Offer accepted on Picaroon

This was our reaction to the email from Brian at BVI yacht sales at 8-30 yesterday morning which simply read, I think we have a deal.
 Sure enough, there was the signature of the owner right next to ours at the bottom of the PDF of the contract.

We're about to become the owners of a Hardin Sea Wolf, all being well with the survey, and to say that we're excited would be an understatement. Our bid went in just before the weekend, and so we had to endure the whole weekend of anticipation, not really expecting our new bid to succeed, even thinking someone else had made a higher bid, but then we opened our email first thing Monday morning and BAM!!!!. There it was the words, Dear Jackie, "I think we have a deal"

I don't know what's going on here, maybe it's the heat, maybe we've both lost our presence of mind. You see we needed to buy a car for living in the DR and we had decided to look for something small and economical. What did we end up buying, a big six cylinder, 4 wheel drive Nissan Pathfinder which is huge and built like a tank. A good car to be in if your in an accident, said the salesman.

When it came to buying a boat, our first boat we were going to buy something not too big, maybe 34-36ft easy to handle for a couple of small and aging sailors. What did we end up buying, a 41ft ketch with an extra six foot log sticking out the front. The bowsprit.

So this is it, we're just a stones throw now from owning this beautiful old girl, who goes by the name of "Picaroon" which according to wikipedia means pirate boat, we've got ourselves a pirate ship, we've gone and bought Captain Ron's boat, albeit in rather better shape than the one in Captain Ron.

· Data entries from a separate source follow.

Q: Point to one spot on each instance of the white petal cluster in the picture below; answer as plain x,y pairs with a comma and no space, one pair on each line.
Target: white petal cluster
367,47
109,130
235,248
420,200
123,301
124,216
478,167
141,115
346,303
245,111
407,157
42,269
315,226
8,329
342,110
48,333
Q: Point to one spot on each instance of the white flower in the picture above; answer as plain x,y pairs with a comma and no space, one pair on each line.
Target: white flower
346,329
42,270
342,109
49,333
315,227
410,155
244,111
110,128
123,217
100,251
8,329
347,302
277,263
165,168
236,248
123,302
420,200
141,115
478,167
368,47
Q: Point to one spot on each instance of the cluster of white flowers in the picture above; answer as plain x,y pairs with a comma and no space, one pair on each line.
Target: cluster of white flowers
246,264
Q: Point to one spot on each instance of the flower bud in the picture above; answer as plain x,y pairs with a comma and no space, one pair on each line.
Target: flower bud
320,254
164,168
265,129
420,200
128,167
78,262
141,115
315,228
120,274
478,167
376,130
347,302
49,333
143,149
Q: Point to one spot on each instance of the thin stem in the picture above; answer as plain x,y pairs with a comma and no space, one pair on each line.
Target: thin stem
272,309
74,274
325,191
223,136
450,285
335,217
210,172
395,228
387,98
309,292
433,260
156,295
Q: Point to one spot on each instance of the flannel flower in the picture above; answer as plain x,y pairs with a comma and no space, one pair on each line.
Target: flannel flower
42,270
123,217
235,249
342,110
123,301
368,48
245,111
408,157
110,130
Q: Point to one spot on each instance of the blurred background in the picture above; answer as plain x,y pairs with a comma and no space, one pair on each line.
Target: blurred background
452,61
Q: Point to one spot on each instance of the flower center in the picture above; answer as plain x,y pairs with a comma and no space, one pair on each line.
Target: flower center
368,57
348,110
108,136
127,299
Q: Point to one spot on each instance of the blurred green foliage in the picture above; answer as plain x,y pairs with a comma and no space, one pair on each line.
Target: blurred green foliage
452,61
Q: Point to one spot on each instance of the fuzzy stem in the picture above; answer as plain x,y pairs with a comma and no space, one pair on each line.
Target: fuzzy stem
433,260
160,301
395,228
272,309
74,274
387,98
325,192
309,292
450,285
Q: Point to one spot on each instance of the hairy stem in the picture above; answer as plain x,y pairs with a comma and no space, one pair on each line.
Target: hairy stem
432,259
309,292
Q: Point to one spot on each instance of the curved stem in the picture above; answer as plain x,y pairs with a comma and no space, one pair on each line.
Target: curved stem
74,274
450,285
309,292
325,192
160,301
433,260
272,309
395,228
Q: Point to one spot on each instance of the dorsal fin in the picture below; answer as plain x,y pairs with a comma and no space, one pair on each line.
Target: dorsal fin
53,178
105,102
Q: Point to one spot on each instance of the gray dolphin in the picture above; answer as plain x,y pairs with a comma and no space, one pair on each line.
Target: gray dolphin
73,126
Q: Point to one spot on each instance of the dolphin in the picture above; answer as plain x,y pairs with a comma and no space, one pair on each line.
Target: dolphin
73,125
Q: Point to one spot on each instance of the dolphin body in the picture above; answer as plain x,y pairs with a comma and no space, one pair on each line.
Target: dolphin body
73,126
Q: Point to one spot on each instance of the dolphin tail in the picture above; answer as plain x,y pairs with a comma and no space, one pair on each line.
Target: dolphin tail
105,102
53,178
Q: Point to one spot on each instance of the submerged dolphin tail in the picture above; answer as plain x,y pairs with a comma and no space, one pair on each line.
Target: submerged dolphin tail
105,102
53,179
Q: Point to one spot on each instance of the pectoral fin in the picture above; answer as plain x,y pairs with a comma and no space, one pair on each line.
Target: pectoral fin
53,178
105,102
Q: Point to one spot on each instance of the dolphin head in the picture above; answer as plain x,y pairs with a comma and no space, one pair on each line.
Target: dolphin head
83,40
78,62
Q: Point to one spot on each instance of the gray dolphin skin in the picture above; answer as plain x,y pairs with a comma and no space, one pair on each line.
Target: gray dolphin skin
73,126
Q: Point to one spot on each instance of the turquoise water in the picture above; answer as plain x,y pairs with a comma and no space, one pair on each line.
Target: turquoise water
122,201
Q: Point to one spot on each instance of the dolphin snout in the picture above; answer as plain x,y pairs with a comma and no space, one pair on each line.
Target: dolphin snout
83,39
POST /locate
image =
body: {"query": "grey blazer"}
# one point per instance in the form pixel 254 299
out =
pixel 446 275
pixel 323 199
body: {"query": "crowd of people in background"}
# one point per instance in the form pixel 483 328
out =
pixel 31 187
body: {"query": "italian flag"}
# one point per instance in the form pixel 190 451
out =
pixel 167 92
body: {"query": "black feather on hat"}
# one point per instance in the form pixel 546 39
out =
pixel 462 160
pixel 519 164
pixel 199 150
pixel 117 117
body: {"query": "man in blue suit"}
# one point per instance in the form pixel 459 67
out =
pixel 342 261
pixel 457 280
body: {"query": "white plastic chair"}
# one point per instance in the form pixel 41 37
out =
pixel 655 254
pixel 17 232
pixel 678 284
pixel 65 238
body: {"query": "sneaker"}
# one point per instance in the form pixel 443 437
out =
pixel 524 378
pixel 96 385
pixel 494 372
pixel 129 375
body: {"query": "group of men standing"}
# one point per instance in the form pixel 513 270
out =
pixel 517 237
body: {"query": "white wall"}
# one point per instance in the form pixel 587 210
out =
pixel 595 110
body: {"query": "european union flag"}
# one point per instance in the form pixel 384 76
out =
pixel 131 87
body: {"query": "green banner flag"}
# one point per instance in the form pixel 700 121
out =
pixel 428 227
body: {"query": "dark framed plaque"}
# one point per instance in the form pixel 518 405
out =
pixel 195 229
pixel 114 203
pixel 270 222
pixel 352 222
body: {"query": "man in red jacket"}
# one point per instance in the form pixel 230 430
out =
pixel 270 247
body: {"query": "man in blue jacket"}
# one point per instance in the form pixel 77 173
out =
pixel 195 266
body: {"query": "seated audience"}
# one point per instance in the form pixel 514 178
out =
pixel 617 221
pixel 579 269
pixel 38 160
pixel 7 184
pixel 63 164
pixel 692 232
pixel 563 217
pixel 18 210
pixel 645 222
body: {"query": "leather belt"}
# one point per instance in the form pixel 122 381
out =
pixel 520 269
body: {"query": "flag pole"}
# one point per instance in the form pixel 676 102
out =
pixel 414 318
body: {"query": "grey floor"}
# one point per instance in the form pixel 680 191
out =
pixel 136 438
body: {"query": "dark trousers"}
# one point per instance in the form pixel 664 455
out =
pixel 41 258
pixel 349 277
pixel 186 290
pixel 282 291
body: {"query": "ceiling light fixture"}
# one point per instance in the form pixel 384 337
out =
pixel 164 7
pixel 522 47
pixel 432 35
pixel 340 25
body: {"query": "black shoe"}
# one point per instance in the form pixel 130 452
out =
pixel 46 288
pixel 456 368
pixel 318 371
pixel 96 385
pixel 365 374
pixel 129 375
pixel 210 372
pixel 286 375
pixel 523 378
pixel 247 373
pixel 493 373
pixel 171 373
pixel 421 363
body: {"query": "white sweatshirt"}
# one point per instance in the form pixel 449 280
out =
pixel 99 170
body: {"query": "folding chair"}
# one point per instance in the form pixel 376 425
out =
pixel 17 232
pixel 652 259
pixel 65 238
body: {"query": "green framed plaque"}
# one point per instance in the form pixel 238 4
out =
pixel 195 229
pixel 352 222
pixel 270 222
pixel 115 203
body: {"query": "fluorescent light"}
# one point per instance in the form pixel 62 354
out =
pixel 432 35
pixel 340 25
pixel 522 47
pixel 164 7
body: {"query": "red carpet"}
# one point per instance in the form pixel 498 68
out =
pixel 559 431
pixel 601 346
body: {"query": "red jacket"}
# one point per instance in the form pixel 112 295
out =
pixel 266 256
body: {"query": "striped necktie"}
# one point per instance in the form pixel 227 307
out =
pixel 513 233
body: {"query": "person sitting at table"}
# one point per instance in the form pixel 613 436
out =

Next week we'll go back to Puerto Rico where she will be hauled out and surveyed in Fajardo. The broker, Brian, in the BVI will arrange all this as it's a two day sail to bring her round from Salinas and a two day sail back to Salinas. Were rather hoping that we can do the return sail to Salinas which would serve as the sea trial that we need to do. It would also help us to get familiar with the workings of a ketch rig which we have never yet sailed. Of course we will have an experienced crew for this which we can learn from, so that would be the best plan. Then we berth her back in Salinas Bay, complete the paperwork, pay the money and she will be ours.

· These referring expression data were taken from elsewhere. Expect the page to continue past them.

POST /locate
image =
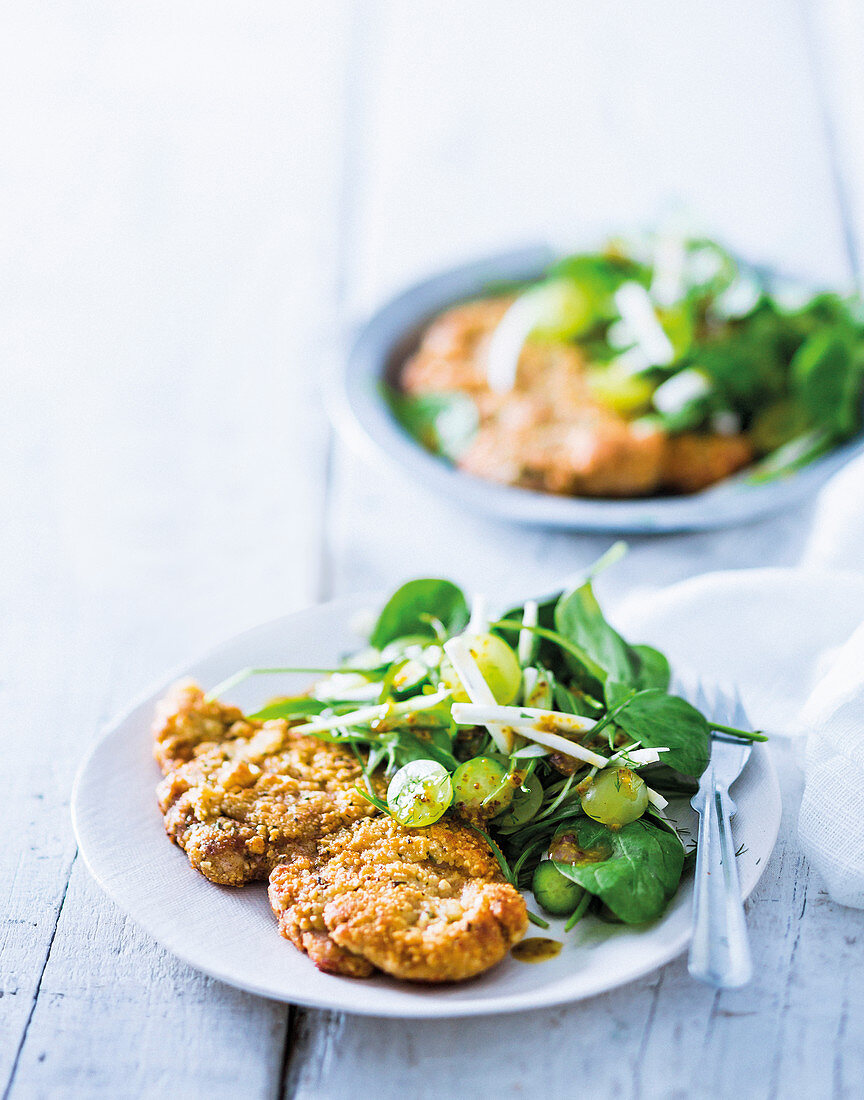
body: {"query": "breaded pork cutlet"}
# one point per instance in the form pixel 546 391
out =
pixel 239 795
pixel 424 904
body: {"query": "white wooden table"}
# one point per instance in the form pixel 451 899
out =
pixel 201 201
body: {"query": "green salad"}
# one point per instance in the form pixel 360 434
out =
pixel 544 729
pixel 680 337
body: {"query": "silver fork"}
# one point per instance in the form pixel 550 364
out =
pixel 719 950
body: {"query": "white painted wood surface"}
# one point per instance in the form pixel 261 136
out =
pixel 205 199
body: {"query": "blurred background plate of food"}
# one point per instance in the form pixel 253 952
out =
pixel 656 384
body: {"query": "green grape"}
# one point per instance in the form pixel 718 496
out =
pixel 479 779
pixel 565 310
pixel 625 393
pixel 419 792
pixel 615 796
pixel 498 663
pixel 524 805
pixel 554 891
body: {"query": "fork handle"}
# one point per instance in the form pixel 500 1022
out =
pixel 719 952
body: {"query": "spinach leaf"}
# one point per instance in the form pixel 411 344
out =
pixel 578 618
pixel 634 870
pixel 658 721
pixel 296 707
pixel 438 747
pixel 408 609
pixel 823 374
pixel 444 422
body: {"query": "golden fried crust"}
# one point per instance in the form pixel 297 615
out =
pixel 425 904
pixel 693 462
pixel 238 795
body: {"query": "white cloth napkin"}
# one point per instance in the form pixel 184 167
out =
pixel 793 641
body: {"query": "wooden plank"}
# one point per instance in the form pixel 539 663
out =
pixel 164 457
pixel 662 1036
pixel 492 125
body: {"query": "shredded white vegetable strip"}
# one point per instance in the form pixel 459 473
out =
pixel 636 310
pixel 533 723
pixel 471 714
pixel 637 756
pixel 525 650
pixel 478 691
pixel 509 339
pixel 372 713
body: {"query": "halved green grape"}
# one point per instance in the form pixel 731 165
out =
pixel 498 663
pixel 620 389
pixel 481 779
pixel 419 793
pixel 615 796
pixel 554 891
pixel 524 805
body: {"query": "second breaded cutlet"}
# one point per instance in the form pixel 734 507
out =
pixel 424 904
pixel 239 795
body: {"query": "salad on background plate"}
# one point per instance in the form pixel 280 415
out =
pixel 656 367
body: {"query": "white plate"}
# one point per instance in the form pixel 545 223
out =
pixel 361 413
pixel 231 934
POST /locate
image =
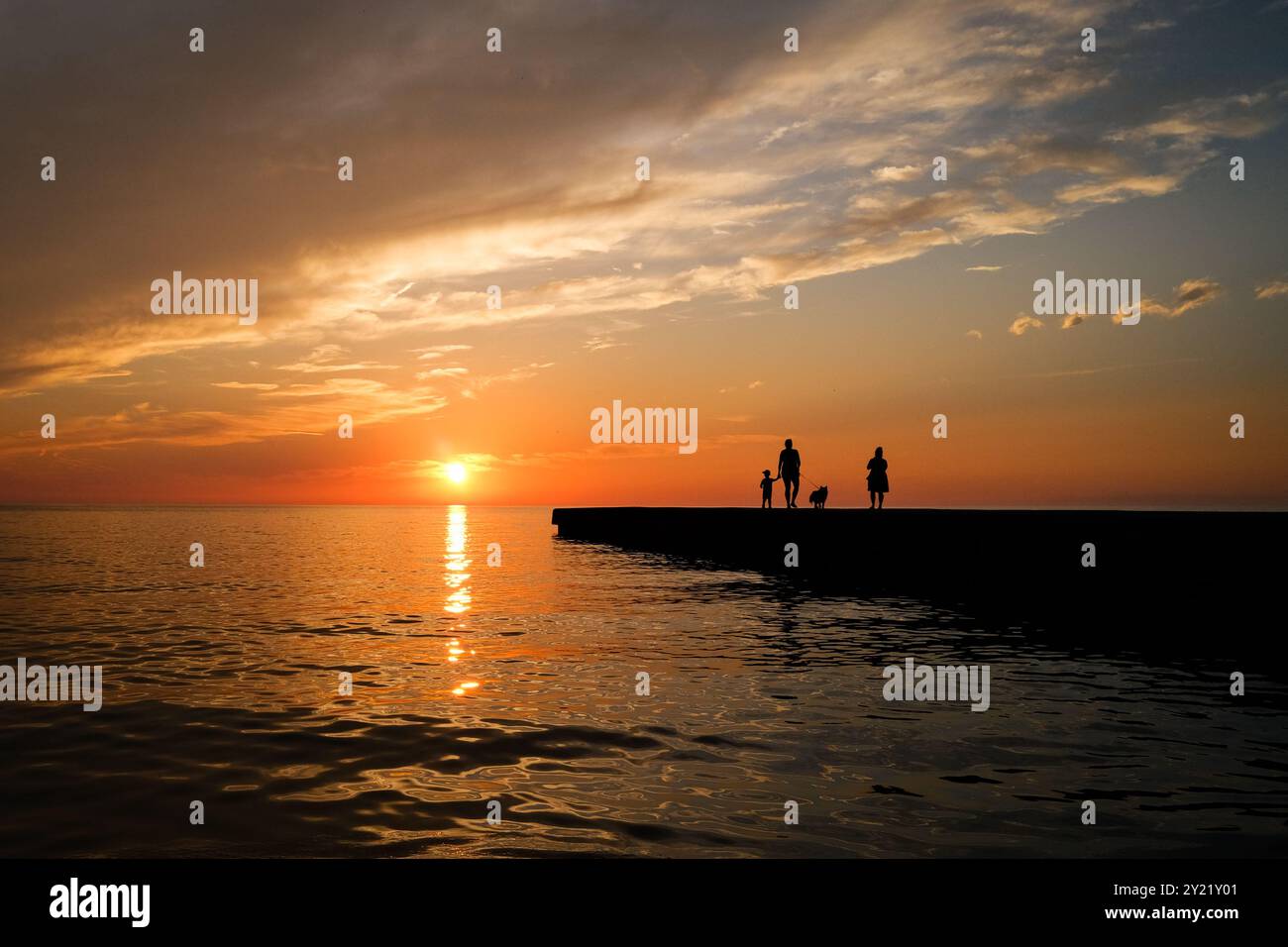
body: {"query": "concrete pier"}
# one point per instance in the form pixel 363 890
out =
pixel 1146 564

We've come along way from my very first entry in sailblogs, "So we've bought the wellies" from novices to navigators, from our start yachting course to our dayskipper practical in force nine gales in Scotland. The dream we dared to dream all those years ago has finally come to a pass.

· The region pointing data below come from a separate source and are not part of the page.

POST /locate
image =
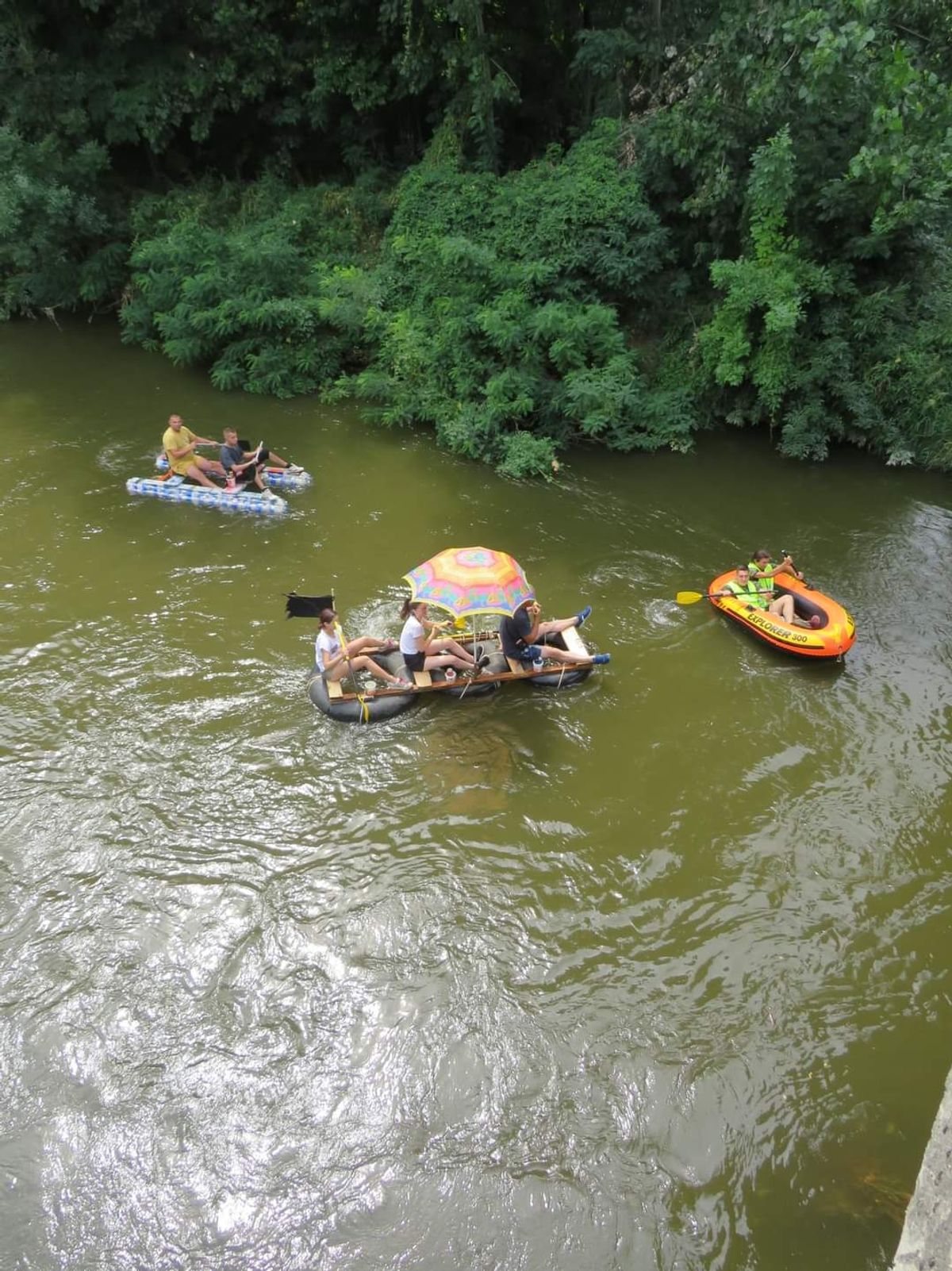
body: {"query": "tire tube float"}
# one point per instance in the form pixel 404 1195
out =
pixel 831 639
pixel 367 708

Once she's ours, we'll need to bring her back to the Dominican Republic, and probably to Luperon, but before doing this we're going to have to sail her somewhere that is not too challanging. Somewhere close by where we can figure out all the sheets, sailplans, instrumentation, how to anchor safely and how to get in and out of marinas without spiking a million dollar yacht on the end of the bowsprit.

Where might that be you may ask, well just a couple of days sail from Salinas is, yes you guessed it, The BVI - got there in the end.